To my rapist,
The last time you saw me, I was vulnerable, I was your victim and I was scared. You had the upper hand over me and you were fully aware of it. You didn’t have much freedom left from the time you let me out of that car, what was it, about 24 hours? Ever since that day, you have been in police custody and remand, but it has been of little comfort to me, as I too am living in a prison. Do you realise I can no longer walk down a street by myself without being on the verge of a panic attack? That is in the middle of the day, I don’t know if I ever will be able to walk at night by myself again. Do you realise I have to pass the point where you kidnapped me, every single day? And do you even care? You have had your freedom taken from you and so have I. The difference is, that night, all I did was try and walk home. You threatened, kidnapped and raped me.

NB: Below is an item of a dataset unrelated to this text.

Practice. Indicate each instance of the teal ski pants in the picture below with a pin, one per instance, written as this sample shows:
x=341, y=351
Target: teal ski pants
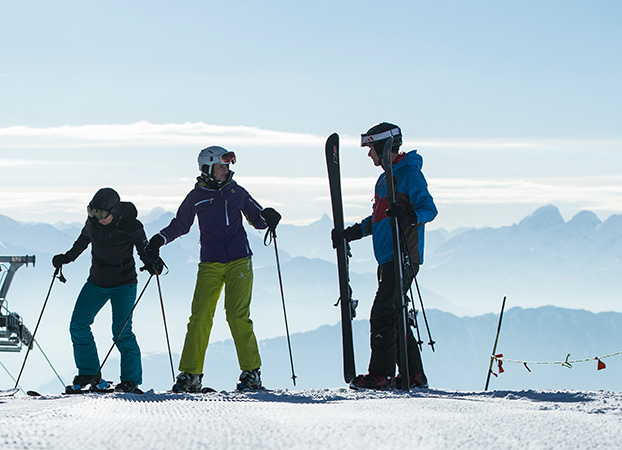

I saw you this week, in court, where you pleaded guilty for everything you put me through. Like on our first meeting, I was still scared and I was still technically your victim. BUT, you are now at the mercy of the British Legal system, and my strength and courage has won over your cowardice and control. I did not cry when I saw you as I would not give you the satisfaction. I was able to see you as the pathetic, pitiful excuse for a man you are, and I have realised you have damaged your own life as much as mine. The difference is, I can make mine better and I can try and put this event further and further into my memory, as time progresses. You don’t have that luxury now, as you are a convicted rapist. You are on the sex offenders register, and you will never get away from that. But I will get away from you.